The Internet is, in a not entirely appealing way, a victory of mind over matter. Space-age technology was pictured as a series of slick conveniences for the human body. It was especially preoccupied with the idea of moving people around physically: An automated car on an automated highway to whoosh you to your destination, a space-age plane to zap you around the world and food to feed you in pill form. Technology was to be the great facilitator, the bringer of push-button shortcuts.

Information technology was envisioned in the space age, and it was meant to be yet another modern convenience. Hypertext – the linked pages that we use to navigate information today – was first envisioned during the space-race years. In 1968, a concept computer called the Dynabook presaged the notebooks and tablets that would come decades later; it was intended to provide children with unlimited access to digital media. Even the World Wide Web itself, decades later, came out of a project to share data between researchers at a particle-physics lab.

These visions of the digital future saw computers as enhanced libraries: dispassionate stores of data, content to be left in the corner when not needed. They promised seamless, transparent communications, efficient data retrieval and modern convenience for the working man.

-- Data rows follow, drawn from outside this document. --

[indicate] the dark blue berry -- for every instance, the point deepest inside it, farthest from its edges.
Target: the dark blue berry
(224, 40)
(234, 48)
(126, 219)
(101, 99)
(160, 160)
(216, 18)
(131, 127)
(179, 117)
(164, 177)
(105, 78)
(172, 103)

Alas. Communications media are never transparent, and humans are never so tidy. The sharp-edged efficiency of well-ordered databases was edged out by the opinions of the early bloggers. The dusty tomes of encyclopedias were edged out by Wikipedia, a creation so amazing in its scope, organic growth – and, let's face it, reliability – that it must surely be one of the great wonders of the world. The media was upended by a roiling, noisy hierarchy of voices.

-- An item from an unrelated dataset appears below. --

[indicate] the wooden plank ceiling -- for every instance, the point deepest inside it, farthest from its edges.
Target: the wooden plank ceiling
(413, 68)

And more and more, the work of being an individual has moved online. Social networks have given us "ambient awareness," the peripheral, imperfect knowledge of how other people are doing, without having to contact them directly. With personal broadcasting comes personal performance. The careful, sometimes unwitting curation of everyday life isn't just for narcissists any more – it's a basic skill acquired by anyone using Facebook.

People photograph everything they see with little plastic tablets attached to their hands, and post the pictures online, in part to share and in part as a kind of auxiliary memory. Now that photos, music, documents and correspondence are all getting pushed into the cloud, we wear our mental baggage on our bodies. In many ways, we truly are moving into the unknown.

When I was very young, I had one of those cardboard cut-out books that depicted fleets of shiny new space shuttles servicing mighty orbiting colonies, sending expeditions forth to Mars and so on into the chrome-plated future. Wiggle the tab, make the space station girder move. I assembled that space station over and over till the tab got mashed to a pulp and the station would assemble no more. No one ever gave me a book about growing up to use Twitter. It would not have been a very good book.

But it is a good future to live in. A future in which we can send a machine to Mars on our behalf, and watch video of the people who created it rejoicing on its landing, over and over, because it's so good. What lies ahead will be just as disorienting as what we've come through. It will affect everyone more directly and profoundly than the space race ever could. Bits will probably be profoundly bizarre. We may have hoped for a network that would bring some computerized convenience to human affairs, but instead we created a network in our own image – a grand mess of self-representation, deception, delusion, creativity, commerce, love, sex and cat videos.

In the end, it's reassuring. We're still us.